GreynirCorrect icon indicating copy to clipboard operation
GreynirCorrect copied to clipboard

Single word / part of sentence correction

Open lumpidu opened this issue 4 years ago • 2 comments

I want to use Greynir-Correct for correction of non-whole sentences, i.e. in extreme cases single words. What method or options should I use to make that possible ?

Currently, when using the tokenize() method with option only_ci=True, it complains about the following:

Maðurin      Z002     Orð á að byrja á hástaf: 'maðurin'
Maðurinn     Z002     Orð á að byrja á hástaf: 'maðurinn'

Sample code:

from reynir_correct import tokenize

texts = ["maðurin", "maðurinn" ]

for t in texts:
    g = tokenize(t, only_ci=True)
    for t in g:
        if t.txt:
            print(f"{t.txt:12} {t.error_code:8} {t.error_description}")

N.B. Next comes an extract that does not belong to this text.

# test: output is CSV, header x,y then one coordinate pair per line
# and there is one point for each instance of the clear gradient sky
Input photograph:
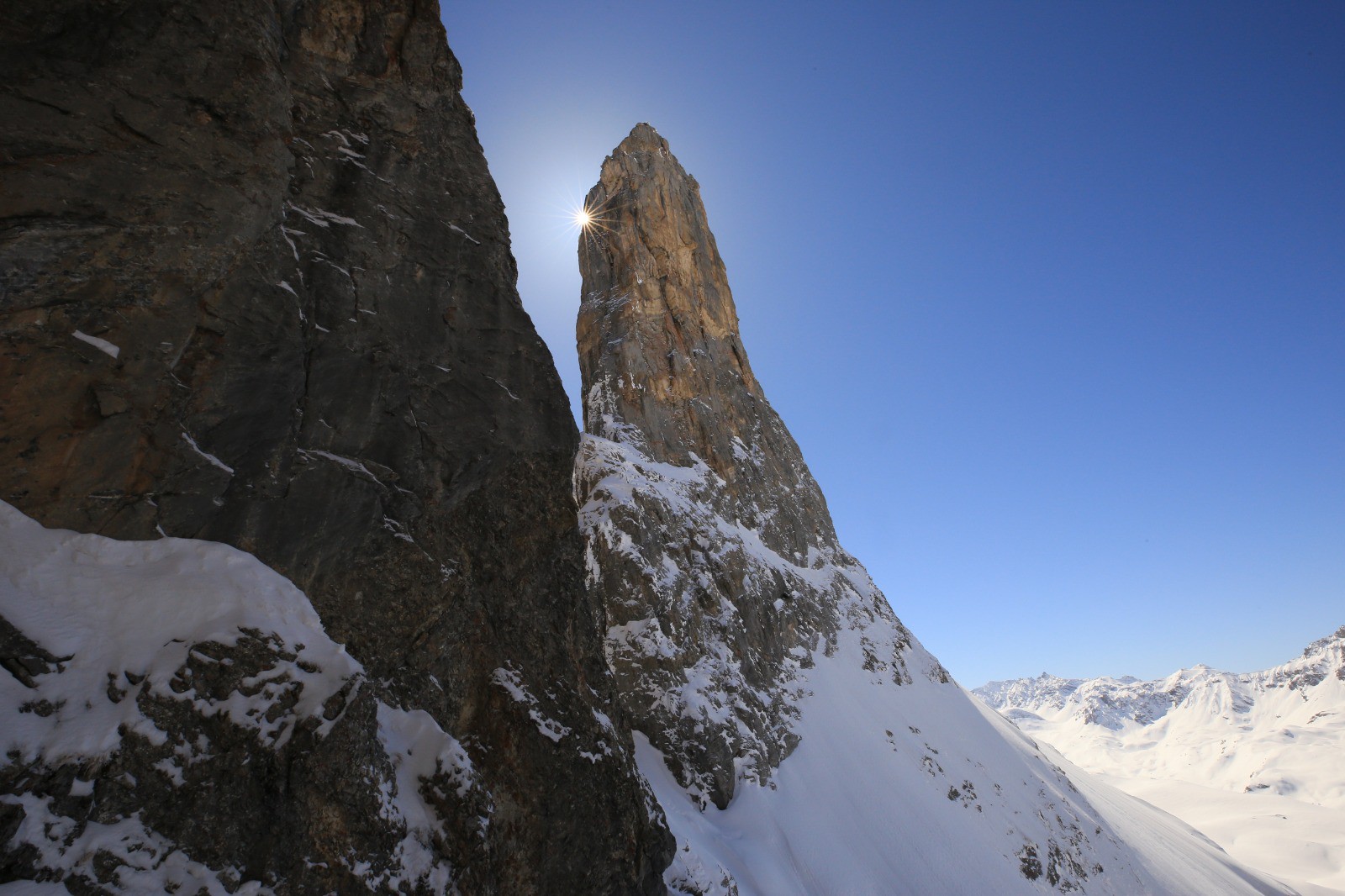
x,y
1052,295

lumpidu avatar Jan 13 '21 15:01 lumpidu

Interesting question, and this may well be a use case that we should support better. As is, the code is mostly oriented towards review of continuous text, typically whole sentences.

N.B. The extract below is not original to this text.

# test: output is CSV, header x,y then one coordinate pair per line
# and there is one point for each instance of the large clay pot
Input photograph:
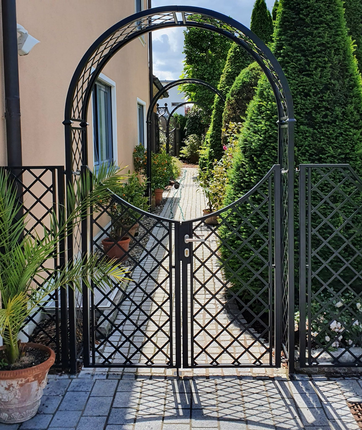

The code that checks the spelling of a single token is basically around this line. The call to spelling.Corrector.correct() can optionally be provided with a context, i.e. preceding tokens that will then be used to adjust the correction probabilities based on a trigram language model.

See also the short test function at the bottom of spelling.py.

vthorsteinsson avatar Jan 13 '21 18:01 vthorsteinsson

At least the documentation of tokenize() doesn't state assumptions about the text structure in contrast to the documentation of the methods check() or check_single(). Yes this use case exists e.g. for spell checking of web input forms, where often only single words or short text terms are entered.

lumpidu avatar Jan 13 '21 21:01 lumpidu